Gillian Harding-Russell has taught at the Universities of Saskatchewan and Regina and through University Extension and the Sociology department. Between 1988 and 1005, she was poetry editor for Event magazine and now works for the Event Reading Service and Manuscript Evaluation and reviews books for a number of journals including Prairie Fire. She has published a chapbook anthology, At the End of the Garden (Green Publications, 1990) and three poetry collections, Candles in my head (Ekstasis Editions, 2001), Vertigo (River Books, 2004), and I Forgot to Tell You (Thistledown Press, 2007). Her poetry has appeared in a number of anthologies as well as many journals.
Questions & Answers
Is there a specific moment that inspired you to pursue poetry?
No, there was no specific moment that inspired me to write poetry that I remember. I had always loved to read poetry. Also, although I can remember the first poem that I wrote, I cannot remember the impetus as coming from the physical world.
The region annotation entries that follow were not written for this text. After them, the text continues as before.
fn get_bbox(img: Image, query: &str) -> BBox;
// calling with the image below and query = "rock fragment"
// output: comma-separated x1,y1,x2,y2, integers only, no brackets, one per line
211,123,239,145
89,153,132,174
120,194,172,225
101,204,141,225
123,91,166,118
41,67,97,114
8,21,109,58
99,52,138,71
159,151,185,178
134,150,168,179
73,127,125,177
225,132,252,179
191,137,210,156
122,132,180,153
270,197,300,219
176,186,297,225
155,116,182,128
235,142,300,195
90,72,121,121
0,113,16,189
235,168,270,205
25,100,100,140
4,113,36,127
I was a troubled adolescent and young adult for various reasons and poetry can be fulfilling.
How/where do you find inspiration today?
I derive my inspiration today from my thoughts, reading and all aspects of my experience.
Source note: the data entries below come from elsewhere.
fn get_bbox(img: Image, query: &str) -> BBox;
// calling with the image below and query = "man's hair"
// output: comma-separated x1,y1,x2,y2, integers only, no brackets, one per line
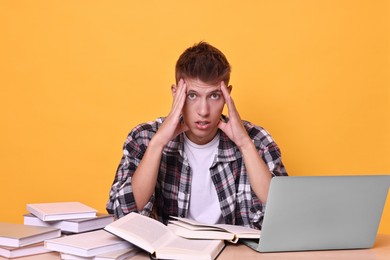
176,42,231,85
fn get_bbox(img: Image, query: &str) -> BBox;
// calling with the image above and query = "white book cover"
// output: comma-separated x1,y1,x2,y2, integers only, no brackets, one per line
0,222,61,247
61,246,140,260
26,202,97,221
0,242,52,258
23,213,114,233
45,229,133,257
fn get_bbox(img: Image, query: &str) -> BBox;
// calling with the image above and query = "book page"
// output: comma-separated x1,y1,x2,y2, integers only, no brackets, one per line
216,224,260,238
105,213,175,253
156,237,225,260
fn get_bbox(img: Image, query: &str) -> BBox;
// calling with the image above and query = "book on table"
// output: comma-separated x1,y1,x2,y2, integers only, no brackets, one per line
168,216,260,243
0,222,61,247
0,242,52,258
61,246,140,260
104,212,225,260
45,229,134,257
26,201,97,221
23,213,114,233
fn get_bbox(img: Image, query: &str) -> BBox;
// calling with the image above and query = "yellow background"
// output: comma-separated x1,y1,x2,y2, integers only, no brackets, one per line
0,0,390,233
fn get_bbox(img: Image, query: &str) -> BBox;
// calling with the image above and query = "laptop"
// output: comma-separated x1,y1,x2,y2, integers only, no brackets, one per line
242,175,390,252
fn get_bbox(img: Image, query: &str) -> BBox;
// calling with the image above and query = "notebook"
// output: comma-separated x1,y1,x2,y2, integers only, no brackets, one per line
242,175,390,252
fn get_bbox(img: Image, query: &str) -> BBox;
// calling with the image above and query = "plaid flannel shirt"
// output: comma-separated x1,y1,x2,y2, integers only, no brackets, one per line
106,118,287,229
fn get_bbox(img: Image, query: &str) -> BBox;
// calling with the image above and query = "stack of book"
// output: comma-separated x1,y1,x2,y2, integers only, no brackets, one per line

What is your writing process?
My writing process is as follows: I write a poem in pencil in a notebook and revise it to the best of my ability on that sheet. Then over several days I rework the poem on the computer. (The computer, of course, makes the revision process much easier.) Afterwards, I set the poem aside for a few weeks or months and only come back to it later.
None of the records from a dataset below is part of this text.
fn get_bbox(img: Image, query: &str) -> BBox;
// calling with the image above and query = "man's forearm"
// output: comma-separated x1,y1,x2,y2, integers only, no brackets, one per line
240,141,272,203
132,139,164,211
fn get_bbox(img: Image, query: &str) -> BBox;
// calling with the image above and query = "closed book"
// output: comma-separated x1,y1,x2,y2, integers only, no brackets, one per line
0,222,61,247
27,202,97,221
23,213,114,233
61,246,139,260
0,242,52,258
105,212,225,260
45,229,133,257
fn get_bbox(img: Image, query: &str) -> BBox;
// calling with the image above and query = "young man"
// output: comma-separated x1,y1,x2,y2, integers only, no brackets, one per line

What is your revision/editing process?
My revision process: I like to read the poem over for flow, and reduce the verbiage as much as possible since poems derive power from compression, I find. Also, since poetry is an oral tradition, I like to listen for a musical flow or dramatic variation (depending on the poem).
Did you write poetry in high school? If yes, how did you get started? If no, why not?
No, I did not write poetry in high school. Creative writing was not encouraged so much in highschool when I was young, and so I spent much time with reading on my own or writing essays in English Literature for school. Also I liked to sketch, and my imagination has always been fairly visual, I think.
Do you use any resources that a young poet would find useful (e.g. websites, text books, etc.)?
There are many good books on writing poetry today, and I am not sure that one is better than another. I do believe that reading poems by poets is the only way to understand the tradition (and I do see that tradition as evolving on a continuum even though there appears to be a break at the beginning of the twentieth century when Walt Whitman introduced free verse). Nevertheless, a book that I find handy is Stephen Adam’s Poetic Designs (Broadview Press). I find the text useful not only for aspiring writers but also for readers and scholars who wish to discover the workings of a particular poem.
When you were high school aged, what would have been helpful/motivating to hear from a published poet?
Had I been encouraged to write in highschool, I think that the advice I would have liked to hear is to trust yourself and your own sensibility. Do not be concerned with writing a perfect poem in the first draft, just concentrate on getting your impressions on the page. The first brave step, is of course, to write on the blank page and believe that it will grow into a poem.